The formula for $i^{th}$ octile is

$O_i =\bigg(\dfrac{i(N)}{8}\bigg)^{th}$ value, $i=1,2,\cdots, 7$

where $N$ is the total number of observations.

 \begin{aligned} O_{1} &=\bigg(\dfrac{1(N)}{8}\bigg)^{th}\text{ value}\\ &= \bigg(\dfrac{1(100)}{8}\bigg)^{th}\text{ value}\\ &=\big(12.5\big)^{th}\text{ value} \end{aligned}

The cumulative frequency just greater than or equal to $12.5$ is $18$, the corresponding class $6-8$ is the $1^{nd}$ octile class.

Thus

• $l = 6$, the lower limit of the $1^{nd}$ octile class
• $N=100$, total number of observations
• $f =14$, frequency of the $1^{nd}$ octile class
• $F_< = 4$, cumulative frequency of the class previous to $1^{nd}$ octile class
• $h =2$, the class width

The first octile $O_1$ can be computed as follows:

 \begin{aligned} O_1 &= l + \bigg(\frac{\frac{1(N)}{8} - F_<}{f}\bigg)\times h\\ &= 6 + \bigg(\frac{\frac{1*100}{8} - 4}{14}\bigg)\times 2\\ &= 6 + \bigg(\frac{12.5 - 4}{14}\bigg)\times 2\\ &= 6 + \big(0.6071\big)\times 2\\ &= 6 + 1.2143\\ &= 7.2143 \text{ ('00 grams)} \end{aligned}

The maximum weight of lower $12.5$ % of the pumpkins is first octile $O_1 = 7.2143$ ('00 grams).

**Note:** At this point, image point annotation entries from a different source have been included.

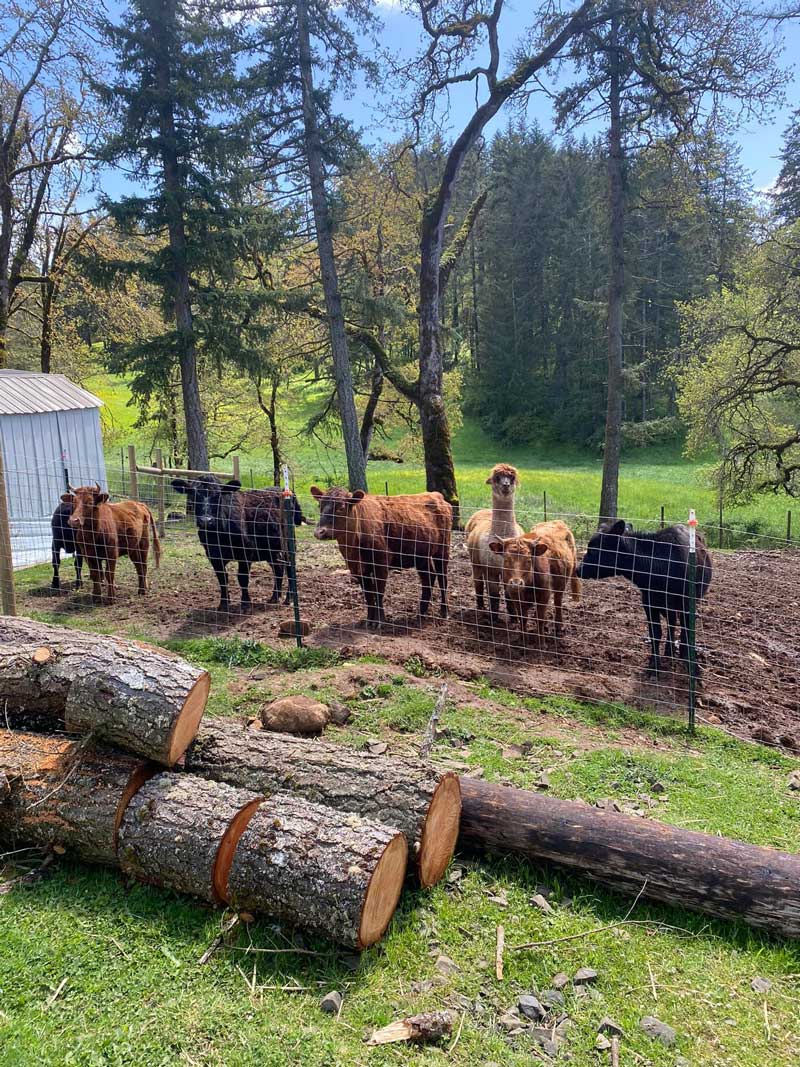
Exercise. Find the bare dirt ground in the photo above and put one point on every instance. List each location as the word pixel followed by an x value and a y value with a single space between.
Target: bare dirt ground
pixel 749 632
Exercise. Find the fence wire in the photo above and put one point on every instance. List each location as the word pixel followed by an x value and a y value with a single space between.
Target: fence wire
pixel 224 571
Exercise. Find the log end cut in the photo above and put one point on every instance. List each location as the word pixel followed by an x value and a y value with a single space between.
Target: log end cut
pixel 441 831
pixel 383 892
pixel 227 848
pixel 185 728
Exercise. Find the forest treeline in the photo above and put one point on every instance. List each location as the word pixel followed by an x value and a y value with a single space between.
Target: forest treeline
pixel 185 203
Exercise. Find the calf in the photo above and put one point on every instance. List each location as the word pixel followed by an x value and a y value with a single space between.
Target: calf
pixel 63 538
pixel 658 566
pixel 105 531
pixel 241 525
pixel 537 569
pixel 378 534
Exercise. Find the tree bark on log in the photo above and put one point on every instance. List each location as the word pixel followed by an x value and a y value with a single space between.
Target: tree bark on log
pixel 181 831
pixel 62 793
pixel 411 795
pixel 126 694
pixel 336 875
pixel 696 871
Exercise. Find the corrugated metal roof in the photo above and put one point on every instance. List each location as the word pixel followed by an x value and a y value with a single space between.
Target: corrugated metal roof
pixel 29 393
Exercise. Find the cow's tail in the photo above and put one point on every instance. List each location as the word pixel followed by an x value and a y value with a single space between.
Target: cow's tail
pixel 156 542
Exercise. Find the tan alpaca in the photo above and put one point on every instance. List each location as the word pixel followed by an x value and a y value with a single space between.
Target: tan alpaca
pixel 484 526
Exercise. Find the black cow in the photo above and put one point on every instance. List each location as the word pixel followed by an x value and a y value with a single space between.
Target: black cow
pixel 657 563
pixel 63 538
pixel 241 525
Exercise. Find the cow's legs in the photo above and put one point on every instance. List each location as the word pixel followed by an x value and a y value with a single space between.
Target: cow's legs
pixel 56 584
pixel 242 575
pixel 426 578
pixel 222 577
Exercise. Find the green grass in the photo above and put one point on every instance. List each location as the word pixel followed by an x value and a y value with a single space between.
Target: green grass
pixel 136 994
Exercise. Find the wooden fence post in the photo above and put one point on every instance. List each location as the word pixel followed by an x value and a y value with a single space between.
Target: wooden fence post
pixel 160 492
pixel 132 472
pixel 8 598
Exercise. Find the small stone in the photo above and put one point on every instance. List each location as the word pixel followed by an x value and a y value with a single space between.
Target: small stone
pixel 539 902
pixel 530 1007
pixel 446 966
pixel 511 1022
pixel 607 1025
pixel 331 1002
pixel 298 715
pixel 658 1031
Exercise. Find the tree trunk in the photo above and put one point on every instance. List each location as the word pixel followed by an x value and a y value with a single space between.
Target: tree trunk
pixel 181 832
pixel 339 877
pixel 195 428
pixel 411 795
pixel 696 871
pixel 342 372
pixel 127 694
pixel 609 491
pixel 63 794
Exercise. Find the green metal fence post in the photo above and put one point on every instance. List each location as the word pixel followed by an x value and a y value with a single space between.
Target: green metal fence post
pixel 691 619
pixel 289 512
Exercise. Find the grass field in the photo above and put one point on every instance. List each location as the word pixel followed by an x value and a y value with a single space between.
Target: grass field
pixel 97 972
pixel 651 477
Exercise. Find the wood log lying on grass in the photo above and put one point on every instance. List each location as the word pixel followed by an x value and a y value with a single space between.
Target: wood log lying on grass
pixel 63 794
pixel 696 871
pixel 409 794
pixel 335 874
pixel 130 695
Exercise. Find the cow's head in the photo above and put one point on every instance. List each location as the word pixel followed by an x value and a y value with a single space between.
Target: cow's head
pixel 334 510
pixel 518 554
pixel 209 499
pixel 607 552
pixel 504 479
pixel 84 500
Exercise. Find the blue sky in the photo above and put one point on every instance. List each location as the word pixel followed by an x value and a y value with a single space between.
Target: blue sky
pixel 761 143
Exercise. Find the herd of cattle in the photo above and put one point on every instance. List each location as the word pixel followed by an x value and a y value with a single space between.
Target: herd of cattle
pixel 531 569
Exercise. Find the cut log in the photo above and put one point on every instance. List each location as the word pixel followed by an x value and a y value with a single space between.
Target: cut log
pixel 409 794
pixel 129 695
pixel 63 794
pixel 696 871
pixel 181 831
pixel 336 875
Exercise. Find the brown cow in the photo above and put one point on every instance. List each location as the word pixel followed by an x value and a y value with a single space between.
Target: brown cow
pixel 381 534
pixel 537 568
pixel 104 531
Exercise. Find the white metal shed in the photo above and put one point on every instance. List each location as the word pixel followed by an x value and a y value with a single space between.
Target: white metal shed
pixel 49 434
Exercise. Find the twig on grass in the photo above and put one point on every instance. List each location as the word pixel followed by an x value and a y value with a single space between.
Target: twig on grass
pixel 499 949
pixel 430 731
pixel 220 939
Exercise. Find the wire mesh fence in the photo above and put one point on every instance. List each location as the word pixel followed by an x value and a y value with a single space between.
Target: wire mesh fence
pixel 546 609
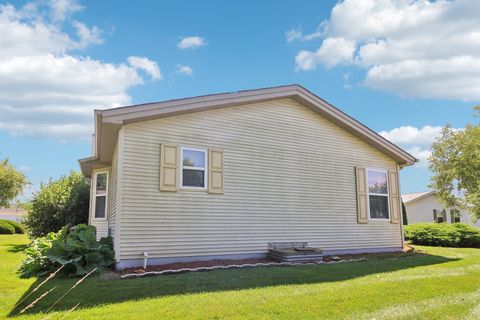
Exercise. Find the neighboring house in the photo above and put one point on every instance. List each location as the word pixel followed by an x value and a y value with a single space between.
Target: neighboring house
pixel 221 176
pixel 425 207
pixel 13 213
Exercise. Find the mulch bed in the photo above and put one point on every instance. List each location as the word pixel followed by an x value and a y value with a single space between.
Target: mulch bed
pixel 193 265
pixel 407 250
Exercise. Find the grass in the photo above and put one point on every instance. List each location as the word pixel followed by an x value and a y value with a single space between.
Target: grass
pixel 442 283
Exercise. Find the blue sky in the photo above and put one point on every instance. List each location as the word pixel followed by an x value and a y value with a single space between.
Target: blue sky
pixel 381 62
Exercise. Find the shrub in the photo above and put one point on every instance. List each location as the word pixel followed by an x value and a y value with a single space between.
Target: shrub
pixel 443 234
pixel 17 226
pixel 75 248
pixel 6 228
pixel 58 203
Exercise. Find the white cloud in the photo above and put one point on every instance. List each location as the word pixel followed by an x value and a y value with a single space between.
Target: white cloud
pixel 186 70
pixel 63 9
pixel 149 66
pixel 45 89
pixel 191 42
pixel 411 48
pixel 416 141
pixel 295 34
pixel 332 52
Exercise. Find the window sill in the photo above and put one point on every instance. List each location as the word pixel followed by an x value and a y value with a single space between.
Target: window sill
pixel 192 189
pixel 379 220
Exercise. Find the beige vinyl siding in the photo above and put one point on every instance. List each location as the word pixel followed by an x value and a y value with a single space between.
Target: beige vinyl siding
pixel 289 175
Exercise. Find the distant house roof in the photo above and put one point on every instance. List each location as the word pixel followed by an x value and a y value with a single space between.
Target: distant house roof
pixel 415 196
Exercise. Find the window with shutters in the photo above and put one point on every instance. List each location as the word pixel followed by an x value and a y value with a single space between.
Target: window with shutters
pixel 193 173
pixel 101 188
pixel 378 194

 \begin{aligned} O_{7} &=\bigg(\dfrac{7(N)}{8}\bigg)^{th}\text{ value}\\ &= \bigg(\dfrac{7(100)}{8}\bigg)^{th}\text{ value}\\ &=\big(87.5\big)^{th}\text{ value} \end{aligned}

The cumulative frequency just greater than or equal to $87.5$ is $100$, the corresponding class $12-14$ is the $7^{th}$ octile class.

Thus

• $l = 12$, the lower limit of the $7^{th}$ octile class
• $N=100$, total number of observations
• $f =20$, frequency of the $7^{th}$ octile class
• $F_< = 80$, cumulative frequency of the class previous to $7^{th}$ octile class
• $h =2$, the class width

The seventh octile $O_7$ can be computed as follows:

 \begin{aligned} O_7 &= l + \bigg(\frac{\frac{7(N)}{8} - F_<}{f}\bigg)\times h\\ &= 12 + \bigg(\frac{\frac{7*100}{8} - 80}{20}\bigg)\times 2\\ &= 12 + \bigg(\frac{87.5 - 80}{20}\bigg)\times 2\\ &= 12 + \big(0.375\big)\times 2\\ &= 12 + 0.75\\ &= 12.75 \text{ ('00 grams)} \end{aligned}
The maximum weight of lower $87.5$ % of the students is seventh octile $O_7 = 12.75$ ('00 grams).

## Conclusion

In this tutorial, you learned about formula for octiles for grouped data and how to calculate octiles for grouped data. You also learned about how to solve numerical problems based on octiles for grouped data.